Compare files

kharen11 · March 10, 2007, 10:04am

Hi Masters! I know this problem is quite difficult.
I have two files that looked like this:

File1
mary a b d
anne d e
jane g h
sam a

File2
role1 a d c d
role2 e f g h
role3 a b d
role4 a d e
role5 g h

It will first look into file1 then compare to all entries in file2 regardless of arrangement.

The output should be:
mary role1 role3
anne role 4
jane role2 role5
sam role1 role3 role4

I've tried some other way to do this but unsuccessful. Can it be done in UNIX? Please help. Thanks!

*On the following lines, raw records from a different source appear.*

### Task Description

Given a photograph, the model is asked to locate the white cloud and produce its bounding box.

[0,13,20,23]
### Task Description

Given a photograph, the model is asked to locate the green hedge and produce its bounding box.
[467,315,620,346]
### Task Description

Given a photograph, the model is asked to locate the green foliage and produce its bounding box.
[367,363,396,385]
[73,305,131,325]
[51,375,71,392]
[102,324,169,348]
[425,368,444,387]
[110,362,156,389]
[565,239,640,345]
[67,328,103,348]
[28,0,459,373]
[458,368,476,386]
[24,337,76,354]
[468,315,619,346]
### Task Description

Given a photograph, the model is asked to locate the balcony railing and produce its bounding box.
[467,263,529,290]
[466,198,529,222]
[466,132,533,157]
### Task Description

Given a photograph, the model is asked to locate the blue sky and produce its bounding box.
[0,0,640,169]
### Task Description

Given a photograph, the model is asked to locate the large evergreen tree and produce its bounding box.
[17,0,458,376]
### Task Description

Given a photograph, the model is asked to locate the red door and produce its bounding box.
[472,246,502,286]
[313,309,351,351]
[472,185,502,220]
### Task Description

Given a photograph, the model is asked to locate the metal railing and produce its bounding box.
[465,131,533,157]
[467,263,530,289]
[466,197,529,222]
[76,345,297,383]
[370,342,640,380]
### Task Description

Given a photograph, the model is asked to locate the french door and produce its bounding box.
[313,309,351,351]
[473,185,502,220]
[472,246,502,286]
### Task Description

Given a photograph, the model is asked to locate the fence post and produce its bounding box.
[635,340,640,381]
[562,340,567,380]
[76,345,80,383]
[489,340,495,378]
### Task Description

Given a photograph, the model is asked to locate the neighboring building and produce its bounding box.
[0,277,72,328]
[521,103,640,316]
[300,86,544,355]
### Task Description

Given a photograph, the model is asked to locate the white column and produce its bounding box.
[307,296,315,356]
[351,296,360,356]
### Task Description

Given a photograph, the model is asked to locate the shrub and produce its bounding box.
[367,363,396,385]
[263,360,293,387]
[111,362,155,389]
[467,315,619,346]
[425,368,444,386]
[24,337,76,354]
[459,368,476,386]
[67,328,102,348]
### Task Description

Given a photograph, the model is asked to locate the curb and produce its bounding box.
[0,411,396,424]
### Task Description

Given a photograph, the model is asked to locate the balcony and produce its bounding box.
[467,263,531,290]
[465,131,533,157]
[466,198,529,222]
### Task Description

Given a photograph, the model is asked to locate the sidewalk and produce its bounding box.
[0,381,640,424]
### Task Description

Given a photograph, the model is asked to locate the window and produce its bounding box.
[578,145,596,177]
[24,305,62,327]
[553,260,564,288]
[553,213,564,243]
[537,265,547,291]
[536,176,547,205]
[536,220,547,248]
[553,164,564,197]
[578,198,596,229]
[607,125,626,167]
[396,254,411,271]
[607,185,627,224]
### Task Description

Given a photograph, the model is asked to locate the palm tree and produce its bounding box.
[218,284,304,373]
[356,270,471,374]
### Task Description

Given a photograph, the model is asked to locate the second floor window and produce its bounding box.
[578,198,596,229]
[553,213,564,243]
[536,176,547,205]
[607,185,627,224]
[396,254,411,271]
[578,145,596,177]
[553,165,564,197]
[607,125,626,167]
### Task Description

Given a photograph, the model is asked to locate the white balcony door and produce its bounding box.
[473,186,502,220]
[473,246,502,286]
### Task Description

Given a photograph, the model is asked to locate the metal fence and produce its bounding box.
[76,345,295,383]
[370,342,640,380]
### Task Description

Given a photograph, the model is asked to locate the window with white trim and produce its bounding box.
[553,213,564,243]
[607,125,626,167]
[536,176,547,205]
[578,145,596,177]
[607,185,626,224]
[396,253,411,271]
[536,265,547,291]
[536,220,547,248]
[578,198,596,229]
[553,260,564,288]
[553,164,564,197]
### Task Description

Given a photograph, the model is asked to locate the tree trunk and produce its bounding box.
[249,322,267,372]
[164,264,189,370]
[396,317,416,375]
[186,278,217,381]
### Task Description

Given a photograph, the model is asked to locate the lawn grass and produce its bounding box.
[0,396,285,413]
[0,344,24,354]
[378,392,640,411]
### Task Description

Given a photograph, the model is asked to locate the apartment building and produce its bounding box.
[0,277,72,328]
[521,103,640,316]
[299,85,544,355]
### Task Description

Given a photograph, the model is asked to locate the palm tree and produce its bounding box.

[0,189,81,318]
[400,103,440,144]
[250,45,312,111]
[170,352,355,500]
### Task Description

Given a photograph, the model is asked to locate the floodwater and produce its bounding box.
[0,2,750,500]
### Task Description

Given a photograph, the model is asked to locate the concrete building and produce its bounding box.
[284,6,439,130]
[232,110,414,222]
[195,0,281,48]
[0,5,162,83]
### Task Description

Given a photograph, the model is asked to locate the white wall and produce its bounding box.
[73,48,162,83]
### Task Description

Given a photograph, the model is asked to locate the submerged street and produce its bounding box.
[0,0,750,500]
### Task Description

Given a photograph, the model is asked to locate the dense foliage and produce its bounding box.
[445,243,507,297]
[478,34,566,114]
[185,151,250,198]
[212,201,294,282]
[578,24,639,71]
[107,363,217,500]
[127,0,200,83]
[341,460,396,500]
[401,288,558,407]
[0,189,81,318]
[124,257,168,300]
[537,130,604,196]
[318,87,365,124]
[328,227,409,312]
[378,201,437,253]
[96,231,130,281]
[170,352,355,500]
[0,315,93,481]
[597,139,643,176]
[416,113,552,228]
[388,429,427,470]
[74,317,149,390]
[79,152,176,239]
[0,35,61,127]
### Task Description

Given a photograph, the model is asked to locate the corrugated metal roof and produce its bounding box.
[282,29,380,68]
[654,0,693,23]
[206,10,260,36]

reborg · March 10, 2007, 10:45am

This looks a lot like homework, so I will not give an answer.

Post what you have tried already and maybe someone will point out where you are going wrong.

kharen11 · March 10, 2007, 11:04am

It's not a homework. Actually I tried using excel to manipulate the files but I'm not familiar with macros so I hope someone can help me do it in UNIX.

This will be a repeated process for me and having a right code will really help me a lot. Unfortunately my limited knowledge in UNIX wont help me too.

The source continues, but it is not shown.